Green leader attacked for ‘unfunded promises’ after pledging to take Britain back into customs union and cap wages

Zack Polanski plans to cap wages and introduce universal support for energy bills (Image: Getty)
Zack Polanski would betray Brexit and take Britain back into the EU customs union – a move critics say would make the cost-of-living crisis worse. The Green leader has also pledged to cap wages at 10 times a company’s lowest-paid employee and to roll out universal support for energy bills.
Mr Polanski, who also wants to introduce rent controls, said: “The affordability crisis is something affecting nearly everyone, from the most vulnerable to people in work and comfortable,” and fumed at the Labour and Conservatives for their choices. But critics have blasted the Left-wing party for not saying how it would fund its radical pledges.

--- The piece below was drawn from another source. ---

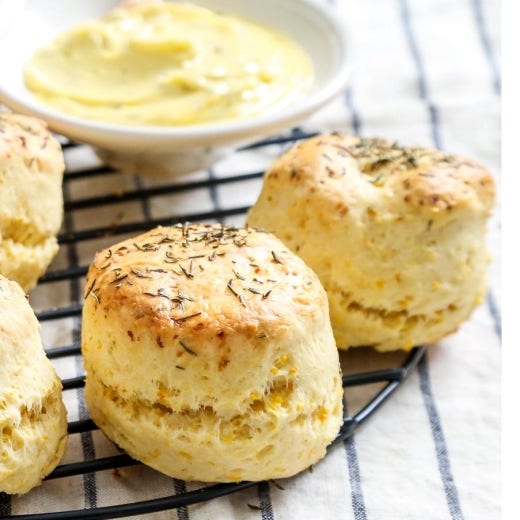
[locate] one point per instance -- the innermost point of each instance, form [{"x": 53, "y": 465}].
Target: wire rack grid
[{"x": 92, "y": 221}]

Anna Turley, chairwoman of the Labour Party, attacked the Greens’ “unfunded promises” and said the use of food banks, which the Green Party aims to tackle, is “coming down with Labour”.

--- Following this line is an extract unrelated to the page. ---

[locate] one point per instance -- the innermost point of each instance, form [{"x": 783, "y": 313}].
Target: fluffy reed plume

She added: “Zack Polanski won’t say what his promises will cost, and he won’t say how he’d pay for them. That means he can’t keep them.”

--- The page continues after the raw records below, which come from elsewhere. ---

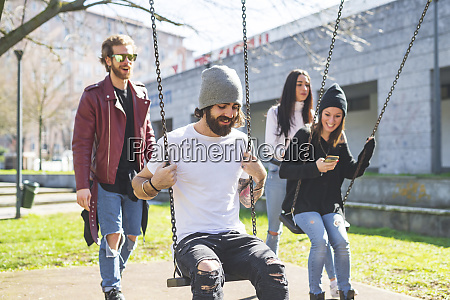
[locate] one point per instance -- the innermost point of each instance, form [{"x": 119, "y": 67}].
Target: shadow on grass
[{"x": 401, "y": 235}]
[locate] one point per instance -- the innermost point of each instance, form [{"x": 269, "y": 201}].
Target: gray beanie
[
  {"x": 334, "y": 97},
  {"x": 220, "y": 84}
]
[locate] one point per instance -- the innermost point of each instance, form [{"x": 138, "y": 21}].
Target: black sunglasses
[{"x": 121, "y": 57}]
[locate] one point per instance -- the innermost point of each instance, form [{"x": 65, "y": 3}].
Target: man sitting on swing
[{"x": 207, "y": 190}]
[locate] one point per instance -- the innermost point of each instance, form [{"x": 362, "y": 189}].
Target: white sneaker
[{"x": 333, "y": 289}]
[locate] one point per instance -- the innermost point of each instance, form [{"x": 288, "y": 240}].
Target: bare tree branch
[{"x": 55, "y": 7}]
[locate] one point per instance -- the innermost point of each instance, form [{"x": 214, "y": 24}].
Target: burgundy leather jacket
[{"x": 99, "y": 132}]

Labour is under threat from the Greens’ soaring poll ratings, with deputy leader Rachel Millward saying “millions face food insecurity, food poverty and turn to food banks to prevent them going hungry”.
Callum Price, of the Institute of Economic Affairs, said that the Greens’ measures would “not do anything to tackle the cost of living” and said in many cases they would make problems “far worse”.
He added: “Bankrupting the taxpayer and spooking the markets with limitless, uncosted spending pledges is not how we help the poorest in our society.”
On rent controls, he added: “The evidence on rent controls is clear: they harm the very people they try to help by making rented housing more scarce, lower quality, and more expensive for so many.”
And he said rejoining the customs unions would “serve only to tie our hands when we should be doing the opposite – using our sovereignty to pursue trading agreements that will drive costs for consumers down”.
He also said pay ratios would mean a “huge pay cut for the people who lead, drive, and grow successful businesses”.
“Why would anyone in the UK seek to set up a business, the sort that can be the lifeblood of local communities, under these conditions?” he asked.
“Is it too much to ask for our politicians to examine evidence and think properly before pledging populist policies?”